Die AKP argumentiert, dass die technischen Änderungen im "präsidialen Regierungssystem", die mit dem umstrittenen Referendum von 2017 eingeführt wurden, bei dem der YSK ungültige Stimmen als gültig anerkannte, die Kandidatur Erdogans möglich machen. Mit anderen Worten: Selbst wenn die Verfassung in Kraft bleibt, zählt Erdogans erste Amtszeit nicht.
In der Vergangenheit hat Erdogan gesagt, "wir erkennen die Entscheidungen des Verfassungsgerichts nicht an". In der Tat wurde die Wahl der Istanbuler Stadtverwaltung, die seine Partei 2019 deutlich geschlagen hat, ohne jegliche Rechtsgrundlage wiederholt. Das Ergebnis war eine noch größere Niederlage für die AKP.
Kurz gesagt, die CHP hat Erdogans dritte Nominierung auf der Grundlage seiner Erfolgsbilanz bei der Einhaltung des geschriebenen Gesetzes akzeptiert. Wenn sie auf etwas anderes beharrt, könnte sie in das "Opfer-Narrativ" hineinspielen, das er in den letzten zwei Jahrzehnten wirksam eingesetzt hat.
Vor kurzem hat der Oberste Wahlrat die Präsidentschaftskandidaten bekannt gegeben, die am 14. Mai antreten werden:
Erdogan tritt als Kandidat der "Volksallianz (Cumhur)" an, die sich aus der AKP, der Partei der Nationalistischen Bewegung (MHP), der Großen Einheitspartei (BBP), der Neuen Wohlfahrtspartei (YRP) und der HUDA-PAR zusammensetzt.

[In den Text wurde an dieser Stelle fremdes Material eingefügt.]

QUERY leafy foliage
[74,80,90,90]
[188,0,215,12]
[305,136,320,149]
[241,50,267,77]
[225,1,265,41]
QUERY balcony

Kemal Kilicdaroglu hingegen tritt als Kandidat der "Allianz der Nation (Millet)" an, zu der die CHP, die Partei des Guten, die Partei der Glückseligkeit (SAADET), die Demokratische Partei (DP), die Partei für Demokratie und Fortschritt (DEVA) und die Zukunftspartei (GP) gehören. Dieses Wahlbündnis ist auch als die "Tisch der Sechs"-Koalition bekannt.
Neben diesen beiden Hauptkonkurrenten gibt es zwei weitere Kandidaten: Muharrem Ince und Sinan Ogan. Ince war 2018 der gemeinsame Kandidat der Opposition, verließ aber die CHP, nachdem er gegen Erdogan verloren hatte, und hat nun die Heimatpartei gegründet.
Ogan, ein ehemaliger Abgeordneter, wurde 2017 aus Erdogans Partnerpartei MHP ausgeschlossen und tritt als Kandidat der Ata-Allianz an, in der vier kleine nationalistische und rechtsgerichtete kemalistische Parteien zusammengeschlossen sind.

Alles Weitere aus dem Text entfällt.